The things you mentioned are all on the table…cell phones, computer operated machinery in shops, use of internet, websites etc. Manyof these things are now operated by third-party vendors for the Amish. In many ways the Amish out-source some of their tech needs. But some businesses are gradually owning these things as well. Businesses are the cutting edge, where the greatest pressure is to adopt new technology.
You’ve written about various potential threats to the survival of Amish society. One that comes to mind is the inequalities created through the growth of wealth and power amongst business owners, and the potential conflict this may cause with church leadership. Another is the opening of Amish society to outside influences through their involvement in commercial enterprise and non-farm work. Besides these, do you see any other notable challenges or threats to Amish society?
Those are the two major ones! The only other one I would add is growing penetration of outside media into Amish communities, especially to youth via battery operated devices, toys, cell phones, radios, DVD players…on and on.
For better or worse, in the 20th century when the Amish drew the line between electricity from the 110-volt public grid and from batteries, it seemed like a safe and wise boundary. But now with the inundation of battery-powered media devices in the larger world, the rule that “battery things are ok” has opened a flood of media devices and many Amish churches have been slow to close the door on batteries because they power so many other things in home and shop.
Could you share a bit about your current project(s)?
I am working on three major projects.
The first is a one-volume Concise Encyclopedia of Amish, Brethren, Hutterites and Mennonites. This is a project that I started in 2002. It consists of several hundred short essays on topics related to these communities. I expect it will be published by Johns Hopkins University Press in the spring of 2010. I hope to complete the bulk of the work this summer.

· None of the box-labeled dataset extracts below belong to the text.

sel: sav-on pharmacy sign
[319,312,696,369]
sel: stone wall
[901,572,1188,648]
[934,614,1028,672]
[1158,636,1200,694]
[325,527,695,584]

Secondly, The Amish in America, a major book on the Amish of North America which is the fruition of a 4-year project that was funded by the National Endowment for the Humanities. I am working with co-authors Steve Nolt and Karen Johnson-Weiner. It will be a sweeping overview of the Amish of North America in 27 states and the province of Ontario. There is no other book on the Amish that does this. Hostetler’s Amish Society was the closest, but it mainly focused on three states and the field work was done in the 1970s. So much of the description is 30 years old. In many ways The Amish in America will be a culmination of my research on the Amish over the past 20 years, conducted on many topics in numerous settlements.
The third is From the Buggy to the Byte: How the Amish Tame Technology, a book which has been about eight years in progress and is about two-thirds completed. I hope to complete it within the next year.
I also continue to serve as acquisitions editor for our series of Young Center Books in Anabaptist and Pietist Studies published by the Johns Hopkins University Press. We have published 5 books in that series so far and have about ten more in various stages of the editorial pipeline, many of them on Amish-related topics.
I am on a writing sabbatical during the 08-09 academic year so I’ll be freed up from teaching and administrative duties and hope to complete these projects!!
Finally, a somewhat personal question–how and when did your interest in the Amish begin?
I grew up in a Mennonite farm family in Lancaster County, PA in the 1950s, when a great deal of change was happening in the Mennonite community. I went to Temple University to do my doctoral work with John Hostetler, who was the leading Amish and Hutterite scholar at that time. He introduced me to Amish studies and people, but I focused more on Mennonite topics in the 1970s and 1980s. I turned more to the Amish in the mid-1980s and The Riddle of Amish Culture was my first Amish-related book, published in 1989. My Mennonite and farm background has been very helpful for me in developing rapport in the Amish community, because of our common Anabaptist heritage and rural life experiences.